CHARLESTON, SOUTH CAROLINA–“How does it feel to be the hottest cat out here, Gregory Porter? I mean you are working all over the place. You are here in Charleston for two nights (May 24 and 25) at Spoleto Festival. You are going to be at The Playboy Jazz Festival, Montreal Jazz Festival, Newport Jazz Festival, Monterey Jazz Festival and the other biggies. You just back from Europe and Brazil. You hot, man! You hot!”
“Hey, man, I don’t know what that means,” said Gregory Porter, smiling from ear to ear. “I am just trying to perform and further my career. It all about enjoying life. I was talking to somebody the other day who said the same thing, but, hey I don’t pay much attention to that. I feel blessed. I am working. But, Jon Hendricks is still alive! So, how can I be the hottest cat out here!’

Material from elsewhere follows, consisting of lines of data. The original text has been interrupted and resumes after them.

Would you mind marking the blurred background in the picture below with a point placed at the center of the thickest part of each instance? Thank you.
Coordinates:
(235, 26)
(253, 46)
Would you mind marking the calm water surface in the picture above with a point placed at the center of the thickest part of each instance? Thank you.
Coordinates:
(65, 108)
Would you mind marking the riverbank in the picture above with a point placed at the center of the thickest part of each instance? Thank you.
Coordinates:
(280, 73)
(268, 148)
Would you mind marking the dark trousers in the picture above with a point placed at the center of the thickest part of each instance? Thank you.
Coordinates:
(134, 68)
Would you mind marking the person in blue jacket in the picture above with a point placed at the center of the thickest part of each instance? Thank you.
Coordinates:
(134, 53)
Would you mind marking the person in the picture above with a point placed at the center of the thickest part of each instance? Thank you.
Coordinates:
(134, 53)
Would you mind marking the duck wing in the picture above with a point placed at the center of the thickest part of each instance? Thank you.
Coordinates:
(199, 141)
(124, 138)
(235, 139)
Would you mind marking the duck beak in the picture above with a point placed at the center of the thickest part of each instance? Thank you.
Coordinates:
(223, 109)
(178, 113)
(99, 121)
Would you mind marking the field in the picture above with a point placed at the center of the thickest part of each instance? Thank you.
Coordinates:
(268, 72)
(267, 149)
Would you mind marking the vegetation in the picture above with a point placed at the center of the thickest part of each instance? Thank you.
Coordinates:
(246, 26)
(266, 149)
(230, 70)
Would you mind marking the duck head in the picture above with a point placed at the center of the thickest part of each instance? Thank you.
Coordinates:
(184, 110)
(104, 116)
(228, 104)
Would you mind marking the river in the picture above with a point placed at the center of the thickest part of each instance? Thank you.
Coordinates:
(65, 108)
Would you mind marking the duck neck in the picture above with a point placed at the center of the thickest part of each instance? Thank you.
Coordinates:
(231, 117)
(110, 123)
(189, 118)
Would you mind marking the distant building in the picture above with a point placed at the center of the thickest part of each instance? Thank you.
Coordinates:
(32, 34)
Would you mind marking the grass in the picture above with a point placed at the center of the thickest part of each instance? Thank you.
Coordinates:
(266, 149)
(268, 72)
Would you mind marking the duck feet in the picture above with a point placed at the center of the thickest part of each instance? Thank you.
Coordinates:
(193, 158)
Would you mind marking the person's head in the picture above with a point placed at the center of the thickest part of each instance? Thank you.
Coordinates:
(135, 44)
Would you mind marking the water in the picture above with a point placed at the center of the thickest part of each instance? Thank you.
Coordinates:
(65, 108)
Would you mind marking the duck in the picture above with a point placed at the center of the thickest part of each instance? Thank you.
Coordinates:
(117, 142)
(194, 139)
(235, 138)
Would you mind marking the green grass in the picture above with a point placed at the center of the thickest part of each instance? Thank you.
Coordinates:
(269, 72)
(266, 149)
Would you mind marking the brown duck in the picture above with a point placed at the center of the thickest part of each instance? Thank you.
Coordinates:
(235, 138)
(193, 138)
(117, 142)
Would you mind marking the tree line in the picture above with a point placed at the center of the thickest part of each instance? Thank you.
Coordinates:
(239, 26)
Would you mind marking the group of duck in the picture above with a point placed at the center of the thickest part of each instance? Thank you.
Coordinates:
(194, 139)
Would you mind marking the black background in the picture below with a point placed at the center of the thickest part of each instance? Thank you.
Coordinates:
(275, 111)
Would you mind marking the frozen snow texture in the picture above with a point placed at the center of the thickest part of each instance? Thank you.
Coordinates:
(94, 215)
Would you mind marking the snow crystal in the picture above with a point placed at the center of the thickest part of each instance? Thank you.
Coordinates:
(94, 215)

The first thing that impresses you about the Grammy-nominated vocalist Gregory Porter is his humility and his great big smile. He also has a very peaceful, assured nature about himself. We talked in the afternoon, during a sound check on May 25, 2013, a beautiful partly sunny pleasant day, in flower-filled Charleston, on the lawn of Cistern Yard, on the campus of the College Of Charleston, while his extremely tight band (Chip Crawford, piano; Yosuke Sato, saxophone; Aaron James, bass; and Emanuel Harrold, drums) smoked and made beautiful music.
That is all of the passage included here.